Hot days with temperatures above 35 C and warm nights with minimum temperatures of at least 26 C are starting earlier in the year and continuing for longer, according to a study carried out by Greek scientists at the National Observatory of Athens, the Cyprus News Agency said on Saturday.
The study, headed by Dr Demetra Founta and published in the Global and Planetary Change magazine, observed shifts in hot extreme seasons in the Eastern Mediterranean, described as one of the regions most vulnerable to climate change.
The scientists relied on climate information from Athens, Nicosia, Crete, Rhodes and elsewhere as well as historical data since the end of the 19th century.
The study revealed a gradual but significant shift in the first appearance of hot days and warm nights.

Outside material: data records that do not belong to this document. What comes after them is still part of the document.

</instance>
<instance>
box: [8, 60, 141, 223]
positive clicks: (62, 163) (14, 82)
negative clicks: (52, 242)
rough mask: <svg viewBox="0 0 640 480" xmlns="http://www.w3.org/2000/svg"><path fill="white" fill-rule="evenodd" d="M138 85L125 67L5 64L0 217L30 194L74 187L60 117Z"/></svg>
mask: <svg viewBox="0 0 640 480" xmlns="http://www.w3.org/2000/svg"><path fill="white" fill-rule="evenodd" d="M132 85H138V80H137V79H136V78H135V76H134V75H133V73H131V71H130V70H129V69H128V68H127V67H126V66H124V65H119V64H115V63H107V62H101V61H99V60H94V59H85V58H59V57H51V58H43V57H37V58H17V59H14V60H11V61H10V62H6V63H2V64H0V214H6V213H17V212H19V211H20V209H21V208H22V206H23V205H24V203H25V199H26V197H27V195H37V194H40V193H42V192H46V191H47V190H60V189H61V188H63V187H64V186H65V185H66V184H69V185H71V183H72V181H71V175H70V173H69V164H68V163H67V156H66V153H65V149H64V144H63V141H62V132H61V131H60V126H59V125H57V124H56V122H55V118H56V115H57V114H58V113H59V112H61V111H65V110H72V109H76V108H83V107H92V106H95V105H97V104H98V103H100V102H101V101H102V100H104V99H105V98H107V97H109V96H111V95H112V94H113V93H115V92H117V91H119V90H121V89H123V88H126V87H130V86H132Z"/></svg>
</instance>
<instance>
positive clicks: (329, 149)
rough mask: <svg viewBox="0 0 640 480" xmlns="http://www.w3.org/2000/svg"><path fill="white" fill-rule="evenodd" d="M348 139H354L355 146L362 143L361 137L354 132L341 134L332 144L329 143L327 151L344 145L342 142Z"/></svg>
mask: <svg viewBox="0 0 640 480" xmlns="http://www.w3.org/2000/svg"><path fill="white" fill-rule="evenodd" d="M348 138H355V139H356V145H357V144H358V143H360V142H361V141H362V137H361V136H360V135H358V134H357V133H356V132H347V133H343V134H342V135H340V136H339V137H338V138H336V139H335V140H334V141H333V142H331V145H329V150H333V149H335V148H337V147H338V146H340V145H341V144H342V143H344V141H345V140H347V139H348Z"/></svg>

It also showed that they continue later into the year.
The period between the first and last day within a year with very hot temperatures has increased by three to 10 days per decade since the mid 1970s to the present.
As regards nights with temperatures above 26 C over the past 40 years, these last for 10 and 17 days longer for Athens and Nicosia respectively per decade.
The average duration of hot days in the Eastern Mediterranean is forecast as increasing by 20 days in the period 2021 to 2050 and by two months in the period 2071 to 2010 compared to 1971-2000.
Warm nights will become longer by one and two and half month respectively over the same periods, the same models showed.